The company was greatly affected by World War II. Steenbergen left Dresden in 1942, never to return, and the Ihagee factory was destroyed during the Allied bombing of Dresden in February 1945. The partitioning of Germany after the war left Dresden and Ihagee in the Soviet occupation zone, later East Germany. The Soviet Union quickly reestablished Ihagee, producing some Exakta and Exa cameras from the parts and machinery that had survived the bombing. The company was taken over by Pentacon, the maker of the successful Praktica camera, in 1951.

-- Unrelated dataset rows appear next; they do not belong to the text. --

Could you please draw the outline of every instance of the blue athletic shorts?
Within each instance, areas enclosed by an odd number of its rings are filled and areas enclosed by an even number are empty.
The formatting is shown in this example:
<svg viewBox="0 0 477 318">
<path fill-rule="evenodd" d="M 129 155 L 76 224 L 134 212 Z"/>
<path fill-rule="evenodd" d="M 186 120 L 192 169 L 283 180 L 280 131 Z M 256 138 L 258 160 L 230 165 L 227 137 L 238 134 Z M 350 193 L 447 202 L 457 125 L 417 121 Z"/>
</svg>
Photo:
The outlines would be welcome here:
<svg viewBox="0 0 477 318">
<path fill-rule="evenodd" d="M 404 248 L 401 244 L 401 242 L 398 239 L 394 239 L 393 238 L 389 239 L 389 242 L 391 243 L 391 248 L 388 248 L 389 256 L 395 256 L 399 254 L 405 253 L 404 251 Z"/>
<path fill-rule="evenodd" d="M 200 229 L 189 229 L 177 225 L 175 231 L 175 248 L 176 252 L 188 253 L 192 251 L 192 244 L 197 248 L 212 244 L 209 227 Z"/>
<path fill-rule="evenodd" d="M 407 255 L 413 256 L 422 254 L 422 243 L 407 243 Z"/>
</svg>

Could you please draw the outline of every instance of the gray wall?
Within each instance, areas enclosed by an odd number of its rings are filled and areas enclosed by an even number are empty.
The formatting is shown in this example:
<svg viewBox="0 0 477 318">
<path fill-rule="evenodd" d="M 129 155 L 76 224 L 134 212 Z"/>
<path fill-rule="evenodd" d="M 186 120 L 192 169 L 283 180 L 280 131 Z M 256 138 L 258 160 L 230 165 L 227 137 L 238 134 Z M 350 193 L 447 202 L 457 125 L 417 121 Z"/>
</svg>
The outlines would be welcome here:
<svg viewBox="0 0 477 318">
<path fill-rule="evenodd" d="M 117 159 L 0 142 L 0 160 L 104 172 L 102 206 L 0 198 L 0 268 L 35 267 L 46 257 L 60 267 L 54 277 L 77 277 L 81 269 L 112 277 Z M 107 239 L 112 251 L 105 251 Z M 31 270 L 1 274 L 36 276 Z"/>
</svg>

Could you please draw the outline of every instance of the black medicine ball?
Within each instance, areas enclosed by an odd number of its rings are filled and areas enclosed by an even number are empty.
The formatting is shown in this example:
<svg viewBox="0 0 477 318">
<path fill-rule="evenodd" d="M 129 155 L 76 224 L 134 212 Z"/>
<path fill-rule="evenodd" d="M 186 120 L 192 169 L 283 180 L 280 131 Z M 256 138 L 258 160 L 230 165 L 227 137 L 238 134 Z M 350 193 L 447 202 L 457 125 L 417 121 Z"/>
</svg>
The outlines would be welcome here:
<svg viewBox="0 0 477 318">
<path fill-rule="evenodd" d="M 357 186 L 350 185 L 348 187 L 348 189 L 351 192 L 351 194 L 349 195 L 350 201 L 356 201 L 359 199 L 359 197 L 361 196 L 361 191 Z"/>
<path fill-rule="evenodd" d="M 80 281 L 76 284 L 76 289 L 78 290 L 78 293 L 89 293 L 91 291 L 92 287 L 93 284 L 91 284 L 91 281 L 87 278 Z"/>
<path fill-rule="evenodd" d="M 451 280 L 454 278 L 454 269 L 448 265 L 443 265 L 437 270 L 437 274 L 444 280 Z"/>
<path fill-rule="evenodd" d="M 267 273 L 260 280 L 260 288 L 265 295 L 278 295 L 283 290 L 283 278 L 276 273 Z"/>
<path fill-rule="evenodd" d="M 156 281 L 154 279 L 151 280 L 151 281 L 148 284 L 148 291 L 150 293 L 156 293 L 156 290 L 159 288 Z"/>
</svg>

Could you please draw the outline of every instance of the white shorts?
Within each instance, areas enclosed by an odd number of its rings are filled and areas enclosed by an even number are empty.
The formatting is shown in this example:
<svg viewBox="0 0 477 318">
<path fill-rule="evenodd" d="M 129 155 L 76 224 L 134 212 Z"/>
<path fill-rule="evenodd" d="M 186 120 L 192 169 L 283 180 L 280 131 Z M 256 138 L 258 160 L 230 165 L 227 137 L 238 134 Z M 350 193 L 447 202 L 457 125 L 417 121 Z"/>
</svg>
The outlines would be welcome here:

Steenbergen returned to West Germany and created a new company in 1959 which was called Ihagee West and had its headquarters in Frankfurt. In 1966 the company marketed its own camera, the Exakta Real, without much success. After Steenbergen's death in 1967, Ihagee West ordered and sold the Exakta TwinTL, which was built by Cosina. The company was dissolved in 1976.

Ihagee in Dresden was very successful in the development and sales of the Exakta SLR. In 1970, however, the company was completely absorbed by Pentacon and camera production under the Ihagee nameplate ceased. The last Exakta model, the RTL 1000, was a cooperative effort with Pentacon. It is possible that the Ihagee company still exists on paper.

Since 1997, the Steenbergen Foundation (Steenbergen Stichting) in The Hague has commemorated Johan Steenbergen by awarding the Steenbergen Stipendium to a graduate of one of the Dutch photo academies, and to a university graduate, supporting a study of a historical aspect of the Dutch province of Drenthe, birthplace of Steenbergen.